The primary culture had been grown for 12 hours before inoculation into the secondary and hence the cell densities had saturated. The AHL concentration in the medium per cell is expected to have been high; once the culture was diluted when inoculating into the secondary culture, the AHL concentration in the medium also reduced and hence, the rate of transcription from the luxI promoter and the rate of sfGFP production (it is under the luxI promoter) both decrease and are more than compensated for by cell division in the secondary culture, i.e., the number of copies of sfGFP per cell decreases because sfGFP synthesis is happening slower than cell division; this is reflected by the decrease in Flu/OD600. The Flu/OD600 values were initially decreasing up to around 6 hours; the culture's AHL concentration per cell started increasing after this point as the positive feedback in the AHL synthesis pathway has been initiated once the threshold AHL concentration is reached (happened at mid log in A. fischeri, the organism to which the pathway is native). As a result, the rate of production of sfGFP is higher than in the previous case (0-6 hours) and cell division also ceases shortly (saturation reached soon) and as a result, the sfGFP concentration per cell increases; this is indicated by the increase in Flu/OD600. The last data point alone showed a decrease, however, other than this point, the rest of the points shows an increasing trend, as expected.

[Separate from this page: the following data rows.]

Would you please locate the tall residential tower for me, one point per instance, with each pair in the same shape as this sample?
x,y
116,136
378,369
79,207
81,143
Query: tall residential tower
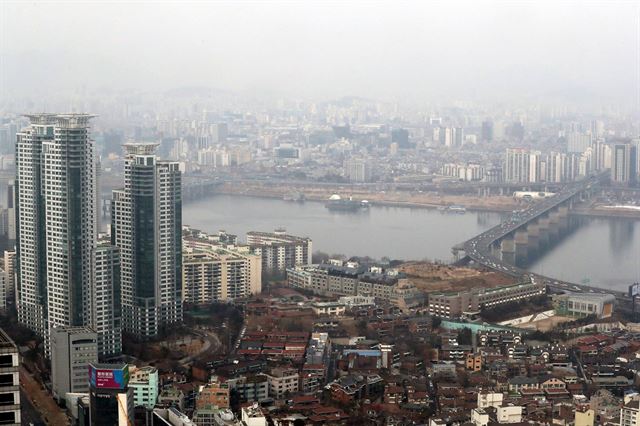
x,y
56,221
147,228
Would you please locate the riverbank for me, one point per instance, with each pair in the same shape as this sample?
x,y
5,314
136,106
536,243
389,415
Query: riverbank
x,y
605,213
499,204
380,198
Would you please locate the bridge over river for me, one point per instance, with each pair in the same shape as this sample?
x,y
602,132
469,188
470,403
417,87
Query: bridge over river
x,y
530,228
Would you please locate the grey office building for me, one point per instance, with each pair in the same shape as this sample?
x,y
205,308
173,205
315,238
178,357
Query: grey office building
x,y
72,350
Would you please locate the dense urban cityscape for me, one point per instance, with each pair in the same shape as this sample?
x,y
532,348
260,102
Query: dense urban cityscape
x,y
192,256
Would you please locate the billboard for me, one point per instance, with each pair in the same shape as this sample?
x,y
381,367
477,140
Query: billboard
x,y
105,377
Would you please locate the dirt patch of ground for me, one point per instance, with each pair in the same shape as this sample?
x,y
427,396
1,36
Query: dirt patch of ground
x,y
546,324
433,277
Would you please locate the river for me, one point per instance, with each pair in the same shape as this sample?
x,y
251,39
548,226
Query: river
x,y
603,252
395,232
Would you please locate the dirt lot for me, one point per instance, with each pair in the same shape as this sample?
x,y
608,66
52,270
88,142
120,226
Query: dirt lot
x,y
431,277
546,324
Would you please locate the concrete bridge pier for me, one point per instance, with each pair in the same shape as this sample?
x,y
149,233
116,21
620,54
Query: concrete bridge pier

A culture with just a pTet part (no quorum sensing) was intended to be used as a negative control, to see the change is Flu/OD600 due to the intrinsic fluorescence of the cells (due to NADPH, ATP, cytochromes etc, NOT due to sfGFP) and cell division reducing the concentration of these molecules per cell (as they are not being synthesised as fast as cells are dividing), reflected as Flu/OD600 decreasing. The data shows the expected decrease in Flu/OD600, however, the values are initially comparable to that of the cells expressing sfGFP, this indicates that the intrinsic fluorescence of the cells is changed very significantly by sfGFP expression in BBa_K1072000 transformants, indicating that the pTet transformed cells cannot be used as a negative control.

Results

Our experiment confirms the occurrence of a switch due to the QS system in BBa_1072000. This allows us to hypothesize practical applications of this system for cell density dependent processes, such as cell-density dependent protein over-expression for our project.